Let $F$ have prime characteristic $p$ and let $E = F(Y,Z)$, where $Y, Z$ are indeterminates. Let $L=F(Y^{p} , Z^{p})$ $\subseteq E$.
a. Show that $\alpha^{p} \in L$ for all $\alpha \in E$.
b. Show that $E\ne L[\alpha]$ for any $\alpha \in E$.
I can see that $\mid E:L \mid$= $p^{2}$. But I don't know where to go from there. Any help will be appreciated. Thanks
a) Every $\alpha \in E$ is of the form $f(Y,Z)/g(Y,Z)$ for $f, g \in F[Y,Z]$. Then $\alpha^p = f^p/g^p$, and it suffices to show that $f^p \in L$ for all $f \in F[Y,Z]$. Writing $f = \sum_{i,j} a_{ij}Y^iZ^j$ and applying Frobenius gives $f^p = \sum_{i,j} a_{ij}^p (Y^p)^i(Z^p)^j \in F[Y^p,Z^p] \subseteq L$.
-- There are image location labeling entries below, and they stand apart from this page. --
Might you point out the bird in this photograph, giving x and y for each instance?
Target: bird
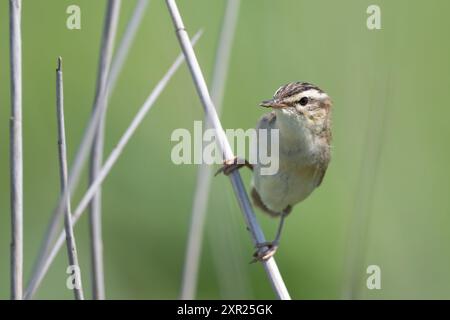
(301, 112)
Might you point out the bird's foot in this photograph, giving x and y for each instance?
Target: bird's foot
(233, 164)
(265, 251)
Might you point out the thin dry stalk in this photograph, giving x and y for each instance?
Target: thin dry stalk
(16, 158)
(85, 145)
(235, 178)
(96, 158)
(117, 151)
(62, 153)
(200, 203)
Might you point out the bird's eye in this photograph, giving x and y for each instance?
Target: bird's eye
(304, 101)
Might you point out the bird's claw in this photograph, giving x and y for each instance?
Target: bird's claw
(264, 255)
(233, 164)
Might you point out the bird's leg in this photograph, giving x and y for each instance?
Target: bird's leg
(262, 255)
(233, 164)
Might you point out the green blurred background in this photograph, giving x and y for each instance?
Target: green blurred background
(390, 150)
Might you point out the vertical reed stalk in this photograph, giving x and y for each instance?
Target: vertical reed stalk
(200, 203)
(16, 157)
(48, 259)
(62, 153)
(96, 157)
(235, 178)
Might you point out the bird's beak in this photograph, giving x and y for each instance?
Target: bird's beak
(273, 103)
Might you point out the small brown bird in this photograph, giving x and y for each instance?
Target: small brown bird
(302, 114)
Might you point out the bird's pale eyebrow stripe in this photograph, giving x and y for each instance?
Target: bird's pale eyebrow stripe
(294, 88)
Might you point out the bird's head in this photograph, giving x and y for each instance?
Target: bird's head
(303, 102)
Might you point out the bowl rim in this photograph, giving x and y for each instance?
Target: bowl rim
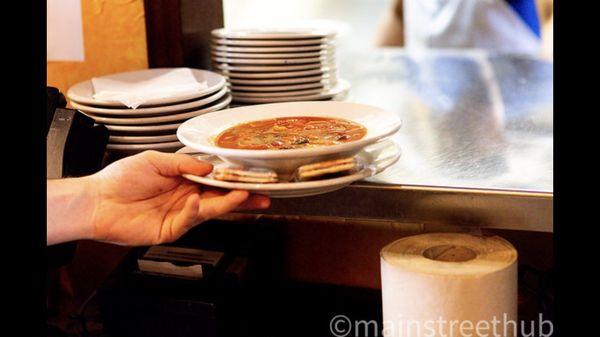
(289, 153)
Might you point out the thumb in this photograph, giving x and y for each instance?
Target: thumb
(176, 164)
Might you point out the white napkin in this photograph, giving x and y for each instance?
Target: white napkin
(177, 82)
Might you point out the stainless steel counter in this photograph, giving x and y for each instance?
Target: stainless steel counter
(476, 138)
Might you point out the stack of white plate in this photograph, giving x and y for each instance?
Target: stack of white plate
(269, 66)
(153, 125)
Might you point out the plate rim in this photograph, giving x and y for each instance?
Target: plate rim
(161, 119)
(74, 96)
(268, 154)
(366, 172)
(273, 33)
(205, 100)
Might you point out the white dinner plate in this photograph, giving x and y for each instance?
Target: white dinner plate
(272, 33)
(283, 94)
(276, 68)
(222, 103)
(325, 79)
(199, 132)
(323, 71)
(277, 61)
(142, 147)
(143, 129)
(374, 159)
(293, 49)
(159, 110)
(142, 139)
(320, 53)
(83, 92)
(341, 88)
(271, 43)
(276, 88)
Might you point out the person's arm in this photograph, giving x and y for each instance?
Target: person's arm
(70, 206)
(391, 28)
(139, 200)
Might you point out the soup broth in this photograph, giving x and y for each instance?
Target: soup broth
(290, 133)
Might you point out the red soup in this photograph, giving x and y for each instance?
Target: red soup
(290, 133)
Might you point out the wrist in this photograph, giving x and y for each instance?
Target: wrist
(71, 209)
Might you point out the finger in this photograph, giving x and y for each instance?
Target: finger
(187, 218)
(255, 201)
(219, 205)
(176, 164)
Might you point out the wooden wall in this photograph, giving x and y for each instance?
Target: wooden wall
(114, 37)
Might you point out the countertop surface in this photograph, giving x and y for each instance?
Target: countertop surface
(470, 119)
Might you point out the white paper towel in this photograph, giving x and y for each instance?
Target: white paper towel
(174, 83)
(448, 284)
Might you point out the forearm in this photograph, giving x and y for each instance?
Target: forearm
(70, 210)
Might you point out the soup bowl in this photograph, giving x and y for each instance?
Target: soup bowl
(200, 133)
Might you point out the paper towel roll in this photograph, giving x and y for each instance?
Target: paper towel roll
(429, 281)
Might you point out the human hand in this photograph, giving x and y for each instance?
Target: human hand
(144, 200)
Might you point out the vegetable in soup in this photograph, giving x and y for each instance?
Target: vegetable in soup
(290, 133)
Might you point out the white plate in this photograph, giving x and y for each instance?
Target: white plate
(282, 61)
(271, 43)
(143, 147)
(275, 88)
(272, 33)
(376, 158)
(199, 132)
(282, 94)
(142, 139)
(83, 92)
(323, 71)
(260, 69)
(143, 129)
(160, 110)
(324, 80)
(223, 102)
(341, 88)
(294, 49)
(271, 55)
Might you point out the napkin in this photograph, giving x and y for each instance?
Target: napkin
(132, 93)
b) If $E = L(\alpha)$ for some $\alpha \in E$, then $[E : L] = [L(\alpha) : L]$ is the degree of the minimal polynomial of $\alpha$ over $L$. By (a), $\alpha^p \in L$, say $\alpha^p =: t \in L$. Then $\alpha$ is a root of $x^p - t$, so the minimal polynomial of $\alpha$ over $L$ has $\deg \le p$. But $[E : L] = [E : F(Y, Z^p)][F(Y, Z^p) : L] = p^2$.